Monday, September 8, 2014

Kazbeef, it's what's for dinner

For Russia...with love from North Dakota;
When state-run farms broke up at the fall of the Soviet Union, “everyone started killing anything that moved,” says [Beibit] Yerubayev [The cowboy with an MBA]. Within eight years of independence, the cattle population fell from 9.5 million to 4 million. In 2011, the IMF said Kazakhstan’s agricultural sector accounted for more than a quarter of employment but only 6 percent of GDP.
 
The process of reviving the industry is capital-intensive. Kazbeef, for example, sources all its purebreds from Global Beef in North Dakota. The cows arrive packed, 180 at a time, in chartered Boeing 747s. The flight over runs between $360,000 and $580,000, says Global Beef co-owner Daniel Price.
Making it too expensive for the average Kazakhi, but not the oil-rich government bureaucrat.
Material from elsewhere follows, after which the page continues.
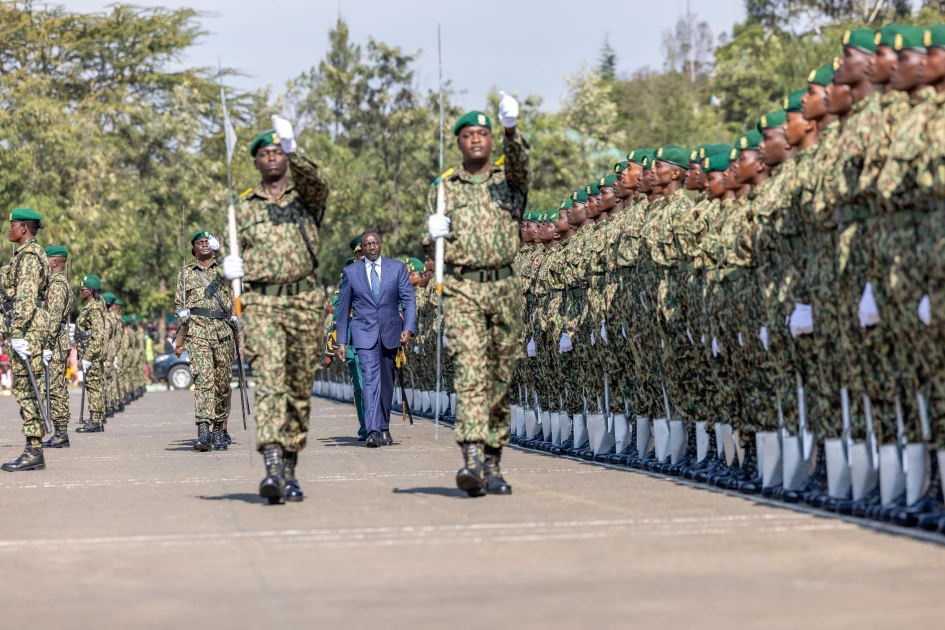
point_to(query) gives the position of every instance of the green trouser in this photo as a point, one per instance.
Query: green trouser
(354, 369)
Russia’s sudden import bans [on Western foodstuffs] have energized agricultural officials across Central Asia. “Kazakhstan sees an opportunity to increase the supply of agricultural products to Russia,” such as beef, lamb, pork, vegetables and melons, says Amina Akhmetzhanova of the Agriculture Ministry’s Department of Livestock Production and Processing. Russian officials have called on former Soviet states to up production as the price of staples, including beef, rises following the ban.
Though the plot thickens;
While Kazakhstan stands to gain by upping its own exports, the economic slowdown in Russia, exacerbated by Western sanctions, threatens to pull down Kazakhstan as well, officials fear. Trade turnover between the two plummeted 24 percent in the first six months of this year, according to Kazakhstan’s statistics agency.